Geralmente, por estilo de vida, entende-se um modelo que a gente imita para construir uma identidade e propô-la aos
olhos dos outros. Mas o estilo da vida, que é o que me interessa hoje, é outra coisa: é a forma literária na qual cada um narra
sua própria vida, para si mesmo e para os outros. Um exemplo.
Acabo de ler (e continuarei relendo por um bom tempo) “The Book of Dreams” (O Livro dos Sonhos), de Federico Fellini
(ed. Rizzoli). São mais de 400 páginas, em grande formato, que reproduzem fotograficamente os cadernos nos quais o diretor
italiano registrou seus sonhos, em palavras e desenhos.
Vários amigos que me viram ler o livro me perguntaram se, então, os sonhos de Fellini serviam de material para seus
filmes. A questão não cabe. O que o livro revela é que, para Fellini, o sonho era, por assim dizer, o gênero literário no qual ele
vivia (e, portanto, contava) sua vida – nos cadernos da mesa de cabeceira, nos filmes e no dia a dia.
Cuidado. Fellini não especulava nem um pouco sobre, sei lá, a “precariedade” de nossa percepção, que pode confundir
sonho com realidade. Ele nunca se perguntava se o que estava vivendo era sonho ou realidade, porque, para ele, o sonho era,
propriamente, o estilo da realidade.
Esse estilo era o que fazia com que seu olhar estivesse constantemente maravilhado ou atônito: graças a esse estilo, ele
atravessava (e contava) a vida como “um mistério entre mistérios” (palavras dele).
Pois bem, nós todos adotamos ou inventamos um estilo singular para a história de nossa vida – é o estilo graças ao qual
nossa vida se transforma numa história.
Cada um escolhe, provavelmente, o estilo narrativo que torna sua vida mais digna de ser vivida (e contada). Há estilos
meditativos, investigativos, introspectivos, paranoicos ou, como no caso de Fellini, oníricos e mágicos.
Quanto a mim, o estilo narrativo da minha vida é, sem dúvida, a aventura.

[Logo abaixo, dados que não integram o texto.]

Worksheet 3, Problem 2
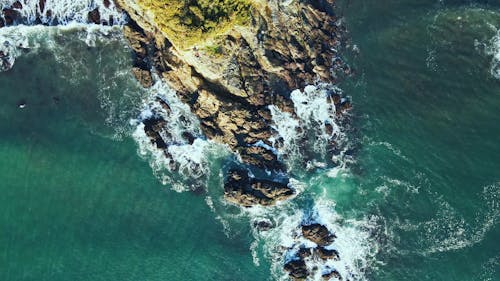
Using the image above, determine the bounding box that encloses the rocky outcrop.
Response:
[224,169,295,207]
[302,223,336,246]
[283,223,343,280]
[116,0,349,206]
[285,259,309,280]
[0,0,115,27]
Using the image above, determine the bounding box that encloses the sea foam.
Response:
[269,84,347,170]
[130,80,226,192]
[0,0,126,25]
[486,29,500,79]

Não só pelos livros que me seduziram na infância
(“Coração das Trevas”, de Conrad, seria o primeiro da lista). Mas porque a narrativa aventurosa sempre foi o que fez que minha
vida valesse a pena, ou seja, não fosse chata, mesmo quando tinha toda razão para ser.
Quando meu filho, aos quatro ou cinco anos, parecia se entediar, eu sempre recorria a um truque, que ele reconhecia
como truque, mas que funcionava. Eu me calava e me imobilizava de repente, como se estivesse ouvindo um barulho suspeito
e inquietante; logo eu sussurrava: “Atenção! Os piratas!”.
Nem ele nem eu acreditávamos na chegada dos piratas, mas ambos achávamos que a vida merecia um pouco de suspense.
(CALLIGARIS, Contardo. Folha de S. Paulo. Em: abril de 2001. Adaptado.)